I have collected a such sentence:
It's not what you do once in a while, it's what you do day in and day out that makes the difference.
Well,I know what the sentence say,but It have two subject???
I have collected a such sentence:
It's not what you do once in a while, it's what you do day in and day out that makes the difference.
Well,I know what the sentence say,but It have two subject???
What's at issue here is not two subjects but two entire independent clauses, each with its own subject and predicate.
It's not what you do once in a while.
It's what you do day in and day out that makes the difference.
When start learning to write your teachers insist on your following certain "rules". One of those "rules" is the prohibition of comma splicing: joining two independent clauses with a comma instead of a conjunction like and or but.
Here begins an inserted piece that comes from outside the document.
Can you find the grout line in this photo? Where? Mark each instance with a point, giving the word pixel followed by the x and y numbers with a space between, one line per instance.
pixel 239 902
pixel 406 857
But this isn't a real rule: it's a teaching rule, for children, who tend to run everything together when they write. As you get older, and particularly as you read more and more, you find that rules like this are frequently broken by Real Writers when they have good reasons for doing so.
This is a case where there is a good reason for employing a comma splice. What you have here is two contrasting independent clauses which have the same structure—and which in fact share the same final complement. This is the full thought which underlies the sentence, laid out so you see the parallels:
It's not what you do once in a while [that makes the difference],
it's what you do day in and day out that makes the difference.
The author expresses this as a single sentence to make sure you understand that the first clause is incomplete: it's not a simple declaration, it's an it cleft construction, which isn't finished until it's completed with the relative clause at the end.